Bio

« Je fonctionne à l’instinct. Tant sur un terrain de foot que dans mon atelier. Rien n’est jamais vraiment calculé. Les « accidents » de confection me plaisent et me ressemblent. Ils donnent souvent naissance à de jolies choses. La technique du pochoir me correspond bien car elle m’offre des limites. Un cadre à respecter, dans lequel je suis libre de peindre ces imprévus. De faire naître ces formes issues de mon imagination, des formes que je vois en fermant les yeux et qui me rappellent parfois mon enfance. Le travail de découpe est, selon moi, une manière d’accorder de l’importance aux détails des choses. Ces détails qui construisent la toile et qui font pour moi toute la différence. Je ne sais jamais à quoi une toile va ressembler lorsque je l’entame. Chaque calque déposé et peint offre son lot de surprises au moment de l’enlever et le sentiment procuré est comparable à celui que j’avais, lorsqu’étant petit, j’allais développer ma pellicule chez le photographe… »

Après avoir travaillé cinq ans en tant que journaliste, Samuel Idmtal partage aujourd’hui son temps entre la peinture et l’enseignement. Lauréat du prix coup de cœur du parcours d’artistes de Saint-Gilles 2014, il réalise aujourd’hui avec l’asbl « Les Pousseurs », « La Machine à Créer » et l’asbl « Costik » des fresques murales, des performances, des portraits de particuliers et des toiles participatives.

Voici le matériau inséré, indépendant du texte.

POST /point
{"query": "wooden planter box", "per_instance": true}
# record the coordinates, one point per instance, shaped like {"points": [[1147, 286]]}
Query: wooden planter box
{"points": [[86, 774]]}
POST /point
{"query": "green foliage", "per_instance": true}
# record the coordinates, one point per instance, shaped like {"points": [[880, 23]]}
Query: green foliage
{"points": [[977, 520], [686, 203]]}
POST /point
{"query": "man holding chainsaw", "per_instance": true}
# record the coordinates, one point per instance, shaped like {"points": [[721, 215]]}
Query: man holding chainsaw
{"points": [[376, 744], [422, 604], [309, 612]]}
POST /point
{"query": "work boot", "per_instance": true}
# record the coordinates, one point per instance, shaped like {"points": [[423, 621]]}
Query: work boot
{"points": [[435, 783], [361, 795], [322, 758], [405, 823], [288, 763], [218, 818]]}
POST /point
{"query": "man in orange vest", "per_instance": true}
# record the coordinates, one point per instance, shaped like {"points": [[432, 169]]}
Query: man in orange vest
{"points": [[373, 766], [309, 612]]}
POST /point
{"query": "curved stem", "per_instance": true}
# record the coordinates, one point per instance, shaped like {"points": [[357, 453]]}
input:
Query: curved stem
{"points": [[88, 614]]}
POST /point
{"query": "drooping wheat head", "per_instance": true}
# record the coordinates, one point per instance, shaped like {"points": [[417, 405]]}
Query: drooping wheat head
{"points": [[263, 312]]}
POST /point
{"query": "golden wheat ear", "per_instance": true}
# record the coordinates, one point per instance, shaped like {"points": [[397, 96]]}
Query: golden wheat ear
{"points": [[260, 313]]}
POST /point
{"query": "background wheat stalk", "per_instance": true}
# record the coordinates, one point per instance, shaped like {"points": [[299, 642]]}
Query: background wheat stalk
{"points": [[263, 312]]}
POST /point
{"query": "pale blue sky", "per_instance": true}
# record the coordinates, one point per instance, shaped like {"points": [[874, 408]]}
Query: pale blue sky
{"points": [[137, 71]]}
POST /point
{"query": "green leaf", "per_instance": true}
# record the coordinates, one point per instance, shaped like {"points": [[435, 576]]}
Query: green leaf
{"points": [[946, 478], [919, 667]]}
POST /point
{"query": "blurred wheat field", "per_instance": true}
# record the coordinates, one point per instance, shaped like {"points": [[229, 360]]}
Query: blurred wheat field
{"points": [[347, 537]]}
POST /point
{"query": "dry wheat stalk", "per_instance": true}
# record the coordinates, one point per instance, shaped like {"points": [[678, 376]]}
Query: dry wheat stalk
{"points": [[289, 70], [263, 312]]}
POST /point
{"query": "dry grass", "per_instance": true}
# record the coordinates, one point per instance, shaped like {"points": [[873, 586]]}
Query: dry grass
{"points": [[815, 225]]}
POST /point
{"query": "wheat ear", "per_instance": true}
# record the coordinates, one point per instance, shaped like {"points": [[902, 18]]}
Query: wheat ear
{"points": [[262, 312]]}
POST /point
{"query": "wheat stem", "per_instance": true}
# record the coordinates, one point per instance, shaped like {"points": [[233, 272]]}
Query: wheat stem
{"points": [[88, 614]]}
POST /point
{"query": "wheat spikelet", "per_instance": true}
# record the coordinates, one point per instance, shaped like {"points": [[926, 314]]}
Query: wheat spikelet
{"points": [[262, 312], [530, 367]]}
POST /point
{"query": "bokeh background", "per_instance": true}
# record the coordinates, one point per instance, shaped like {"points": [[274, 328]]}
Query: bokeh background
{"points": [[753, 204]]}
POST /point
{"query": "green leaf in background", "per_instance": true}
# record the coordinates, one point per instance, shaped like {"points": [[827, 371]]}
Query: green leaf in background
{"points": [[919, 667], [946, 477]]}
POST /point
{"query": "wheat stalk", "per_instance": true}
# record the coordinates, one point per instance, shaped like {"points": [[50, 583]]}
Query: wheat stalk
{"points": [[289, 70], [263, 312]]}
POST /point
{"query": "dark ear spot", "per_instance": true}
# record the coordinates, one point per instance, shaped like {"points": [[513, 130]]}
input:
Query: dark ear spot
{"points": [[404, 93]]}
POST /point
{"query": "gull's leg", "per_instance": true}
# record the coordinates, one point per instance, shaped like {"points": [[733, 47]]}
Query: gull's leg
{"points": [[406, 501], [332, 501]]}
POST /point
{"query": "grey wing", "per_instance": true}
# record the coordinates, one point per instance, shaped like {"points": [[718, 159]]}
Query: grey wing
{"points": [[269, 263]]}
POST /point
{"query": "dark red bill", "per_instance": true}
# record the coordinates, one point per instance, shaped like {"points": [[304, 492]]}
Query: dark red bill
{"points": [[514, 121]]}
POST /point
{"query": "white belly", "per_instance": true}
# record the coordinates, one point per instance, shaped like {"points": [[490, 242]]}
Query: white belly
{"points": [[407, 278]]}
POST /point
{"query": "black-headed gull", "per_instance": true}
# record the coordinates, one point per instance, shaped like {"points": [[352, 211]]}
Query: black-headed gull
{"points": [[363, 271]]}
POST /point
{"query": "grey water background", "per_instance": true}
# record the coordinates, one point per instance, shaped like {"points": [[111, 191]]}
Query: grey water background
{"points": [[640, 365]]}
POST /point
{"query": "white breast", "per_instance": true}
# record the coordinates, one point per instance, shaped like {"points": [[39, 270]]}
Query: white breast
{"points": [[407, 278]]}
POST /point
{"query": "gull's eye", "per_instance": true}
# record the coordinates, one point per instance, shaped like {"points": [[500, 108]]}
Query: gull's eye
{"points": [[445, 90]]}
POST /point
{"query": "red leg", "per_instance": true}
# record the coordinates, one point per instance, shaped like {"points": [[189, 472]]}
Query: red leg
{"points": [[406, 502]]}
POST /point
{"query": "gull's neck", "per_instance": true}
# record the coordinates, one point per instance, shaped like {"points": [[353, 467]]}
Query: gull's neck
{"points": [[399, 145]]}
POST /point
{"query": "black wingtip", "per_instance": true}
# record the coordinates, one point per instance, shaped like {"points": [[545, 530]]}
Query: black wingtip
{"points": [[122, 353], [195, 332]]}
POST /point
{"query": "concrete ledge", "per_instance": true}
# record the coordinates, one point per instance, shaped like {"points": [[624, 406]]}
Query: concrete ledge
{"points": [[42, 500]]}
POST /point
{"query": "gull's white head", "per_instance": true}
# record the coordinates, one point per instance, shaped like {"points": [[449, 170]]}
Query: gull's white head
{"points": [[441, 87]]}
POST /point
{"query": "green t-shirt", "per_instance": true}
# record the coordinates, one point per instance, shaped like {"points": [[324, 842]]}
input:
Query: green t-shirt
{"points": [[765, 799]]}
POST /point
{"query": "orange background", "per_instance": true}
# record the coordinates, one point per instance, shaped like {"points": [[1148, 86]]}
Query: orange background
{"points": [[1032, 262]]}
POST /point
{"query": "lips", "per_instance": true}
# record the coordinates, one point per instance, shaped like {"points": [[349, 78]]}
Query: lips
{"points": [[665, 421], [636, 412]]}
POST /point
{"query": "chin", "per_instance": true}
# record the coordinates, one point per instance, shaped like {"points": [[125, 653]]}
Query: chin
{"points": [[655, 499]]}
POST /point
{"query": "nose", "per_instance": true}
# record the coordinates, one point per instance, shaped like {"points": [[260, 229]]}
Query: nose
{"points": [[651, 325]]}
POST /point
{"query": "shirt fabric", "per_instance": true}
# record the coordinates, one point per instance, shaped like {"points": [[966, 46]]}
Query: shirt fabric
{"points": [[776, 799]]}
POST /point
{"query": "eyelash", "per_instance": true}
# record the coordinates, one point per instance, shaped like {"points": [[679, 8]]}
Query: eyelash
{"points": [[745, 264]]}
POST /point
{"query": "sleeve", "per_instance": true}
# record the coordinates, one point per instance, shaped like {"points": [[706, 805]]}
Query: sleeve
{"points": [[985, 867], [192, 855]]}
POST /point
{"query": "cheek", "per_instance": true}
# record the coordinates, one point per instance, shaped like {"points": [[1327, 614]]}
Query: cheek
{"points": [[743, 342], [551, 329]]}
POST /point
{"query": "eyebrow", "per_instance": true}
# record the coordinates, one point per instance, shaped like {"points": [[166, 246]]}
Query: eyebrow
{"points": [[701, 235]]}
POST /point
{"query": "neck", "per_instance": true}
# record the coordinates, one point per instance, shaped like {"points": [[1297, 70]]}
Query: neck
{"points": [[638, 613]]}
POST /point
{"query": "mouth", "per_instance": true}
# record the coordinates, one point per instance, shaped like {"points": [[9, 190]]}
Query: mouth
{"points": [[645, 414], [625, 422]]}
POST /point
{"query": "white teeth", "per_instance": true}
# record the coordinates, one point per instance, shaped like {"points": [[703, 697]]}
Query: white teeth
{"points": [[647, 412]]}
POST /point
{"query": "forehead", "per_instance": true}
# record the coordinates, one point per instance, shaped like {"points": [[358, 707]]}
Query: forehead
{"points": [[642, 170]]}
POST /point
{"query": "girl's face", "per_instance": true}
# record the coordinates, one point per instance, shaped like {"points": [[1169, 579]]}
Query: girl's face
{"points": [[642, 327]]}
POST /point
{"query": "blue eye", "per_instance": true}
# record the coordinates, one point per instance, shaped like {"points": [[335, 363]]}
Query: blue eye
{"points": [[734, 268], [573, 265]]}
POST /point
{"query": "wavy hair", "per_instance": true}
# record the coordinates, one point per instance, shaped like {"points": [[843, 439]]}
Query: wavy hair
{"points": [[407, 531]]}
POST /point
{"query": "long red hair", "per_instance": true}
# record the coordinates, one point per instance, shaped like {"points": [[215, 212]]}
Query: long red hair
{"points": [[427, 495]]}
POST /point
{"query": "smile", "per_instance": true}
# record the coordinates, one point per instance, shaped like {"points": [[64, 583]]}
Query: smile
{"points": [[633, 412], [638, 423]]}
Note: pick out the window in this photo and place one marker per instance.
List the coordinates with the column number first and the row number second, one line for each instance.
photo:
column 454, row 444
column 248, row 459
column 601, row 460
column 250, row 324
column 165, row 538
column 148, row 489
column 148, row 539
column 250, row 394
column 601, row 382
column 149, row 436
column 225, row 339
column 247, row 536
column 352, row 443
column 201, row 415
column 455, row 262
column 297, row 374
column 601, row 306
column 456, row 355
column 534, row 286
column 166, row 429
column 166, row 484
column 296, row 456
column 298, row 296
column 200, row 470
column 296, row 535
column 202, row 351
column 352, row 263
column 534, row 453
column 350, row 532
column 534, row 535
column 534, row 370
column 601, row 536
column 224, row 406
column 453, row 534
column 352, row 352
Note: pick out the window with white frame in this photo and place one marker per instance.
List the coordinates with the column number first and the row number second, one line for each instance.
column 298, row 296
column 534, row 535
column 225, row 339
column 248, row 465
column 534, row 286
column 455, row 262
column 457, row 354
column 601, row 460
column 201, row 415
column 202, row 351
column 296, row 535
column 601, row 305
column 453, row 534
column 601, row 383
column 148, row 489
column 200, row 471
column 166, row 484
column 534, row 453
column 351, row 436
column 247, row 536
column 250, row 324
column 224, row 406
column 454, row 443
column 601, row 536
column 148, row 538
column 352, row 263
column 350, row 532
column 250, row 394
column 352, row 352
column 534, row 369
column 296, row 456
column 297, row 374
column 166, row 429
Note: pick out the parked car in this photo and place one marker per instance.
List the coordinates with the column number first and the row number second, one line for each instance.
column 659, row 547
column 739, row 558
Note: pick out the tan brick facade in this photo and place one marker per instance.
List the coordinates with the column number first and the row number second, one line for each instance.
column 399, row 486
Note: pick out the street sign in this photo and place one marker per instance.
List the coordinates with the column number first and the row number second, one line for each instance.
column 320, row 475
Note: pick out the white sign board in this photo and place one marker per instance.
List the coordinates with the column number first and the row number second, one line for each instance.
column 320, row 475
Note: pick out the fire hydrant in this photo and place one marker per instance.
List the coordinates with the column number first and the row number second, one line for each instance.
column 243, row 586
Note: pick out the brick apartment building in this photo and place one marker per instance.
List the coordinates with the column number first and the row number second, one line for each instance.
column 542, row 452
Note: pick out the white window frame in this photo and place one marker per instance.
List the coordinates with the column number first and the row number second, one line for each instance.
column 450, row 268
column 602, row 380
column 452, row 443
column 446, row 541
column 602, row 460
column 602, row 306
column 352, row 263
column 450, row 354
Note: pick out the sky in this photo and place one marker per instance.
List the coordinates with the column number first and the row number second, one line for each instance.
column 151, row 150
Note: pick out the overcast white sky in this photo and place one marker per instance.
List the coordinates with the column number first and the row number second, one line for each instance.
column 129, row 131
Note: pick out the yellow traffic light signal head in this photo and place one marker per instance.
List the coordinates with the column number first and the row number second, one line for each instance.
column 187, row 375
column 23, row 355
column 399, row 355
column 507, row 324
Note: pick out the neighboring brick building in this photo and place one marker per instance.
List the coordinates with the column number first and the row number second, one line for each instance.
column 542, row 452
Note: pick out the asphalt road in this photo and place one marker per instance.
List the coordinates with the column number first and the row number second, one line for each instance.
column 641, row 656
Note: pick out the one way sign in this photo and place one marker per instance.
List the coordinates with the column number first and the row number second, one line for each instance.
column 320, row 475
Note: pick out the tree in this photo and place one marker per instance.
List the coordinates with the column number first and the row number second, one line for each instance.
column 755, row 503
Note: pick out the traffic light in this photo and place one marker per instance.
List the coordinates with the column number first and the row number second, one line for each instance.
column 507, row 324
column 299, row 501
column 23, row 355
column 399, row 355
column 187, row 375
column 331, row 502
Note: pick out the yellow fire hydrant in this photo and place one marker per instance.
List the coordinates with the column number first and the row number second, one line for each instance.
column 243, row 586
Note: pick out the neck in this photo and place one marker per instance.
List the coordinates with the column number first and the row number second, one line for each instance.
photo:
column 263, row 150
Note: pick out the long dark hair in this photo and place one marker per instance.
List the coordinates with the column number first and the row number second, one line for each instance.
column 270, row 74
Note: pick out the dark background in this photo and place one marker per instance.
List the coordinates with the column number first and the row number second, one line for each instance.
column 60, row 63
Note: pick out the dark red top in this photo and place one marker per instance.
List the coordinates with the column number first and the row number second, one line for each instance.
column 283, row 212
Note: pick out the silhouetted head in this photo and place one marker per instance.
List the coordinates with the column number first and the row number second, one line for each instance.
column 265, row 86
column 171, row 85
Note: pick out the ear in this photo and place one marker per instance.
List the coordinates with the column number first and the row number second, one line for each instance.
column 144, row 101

Cliquetis. De gouttes. De pouce et d’index qui trifouillent un trousseau de clés dans la poche droite d’un pantalon. De pas et d’un gars barbu qui patiente en souriant dans les couloirs de la clinique. 5 septembre 1981. Il est 9h15’, soit deux heures moins le quart avant que « sa mère ne pousse cette petite vie » à l’hôpital Baron Lambert d’Etterbeek. Lampe inactinique rouge écarlate vissée au plafond, instants de vie fixés sur instantanés, 25 ans avant l’arrivée d’ Hipstamatic, son enfance ressemble à un laboratoire. Marquée par la présence d’un photographe qui lui donne le goût de l’image, cette période est aussi « fondatriste », puisqu’il y construit son plus grand bagage artistique mais y perd son repère paternel.

Vers 15-16 ans, Ça sent l’acrylique et l’acétone. Le stress et la sueur dans les rues de Jette. Au moment où sa tête bourgeonne dans un microcosme du Nord de Bruxelles appelé le 1090, il fait ses classes dans le monde du graffiti, aux côtés de la diaspora haïtienne et iranienne. Des r1ails de train aux fresques gigantesques commandées par la commune d’’Ixelles, il n’y a qu’un pas, qu’il franchit au début des années 2000. Avec deux amis. Tranquille. Une cinquantaine de peintures murales réalisées dans la capitale belge qui lui permettent, entre autres, de faire le tour d’Europe des pays de l’Est et de payer ses études à l’Université Libre de Bruxelles. Il en sort avec un diplôme de journalisme et un autre de cinéma (écriture analyse de scénario). Amoureux des mots, il y découvre aussi deux plumitifs dont le talent est inversement proportionnel au rendement de Bart Goor sur un terrain de foot: Edwydee et Youness Mernissi. Après avoir mis de la sauce andalouse sur ses durums pendant dix ans, il part faire un Master en Arts du spectacle à Séville. Caméra au poing, sur les bords du Guadalquivir, il réalise un reportage sur la vie estudiantine, en espagnol. Mais la plus grande richesse de ce voyage reste sa rencontre avec Orlando Kintero.En 2007, après 26 ans de bons et loyaux services envers la commune de Jette, il établi ses quartiers à Saint-Gilles et retrouve la photo à l’Académie J.J Gaillard, juste en face du boulodrome Charles Picqué. La même année, il est assistant réalisateur sur « Désanimée » , un film d’animation réalisé par Anne Leclercq et réalise le making-of du long-métrage « 9 mm ».Un an plus tard, après un stage au soir.be, il signe comme journaliste au Soir magazine mais n’abandonne pas pour autant ses projets artistiques. Il accompagne ses deux acolytes à Montréal, à la rencontre de la scène slam locale et rapporte un petit objet vidéo non identifié, tout comme à Reims, au premier concours européen de slam.16 décembre 2011, il monte une expo intitulée « Une case en moins » à la galerie Kilt Architectes, rue d’Ecosse, à Saint-Gilles. Un hommage à l’homme qui lui a fait aimé la photo et à douze frères d’armes, qui lui ont permis de se reconstruire. L’exposition marie des pochoirs acryliques sur carrelage, une animation d’un millier de photos sur un instru de 3 et des textes qui permettent de replacer chaque personnage dans son contexte.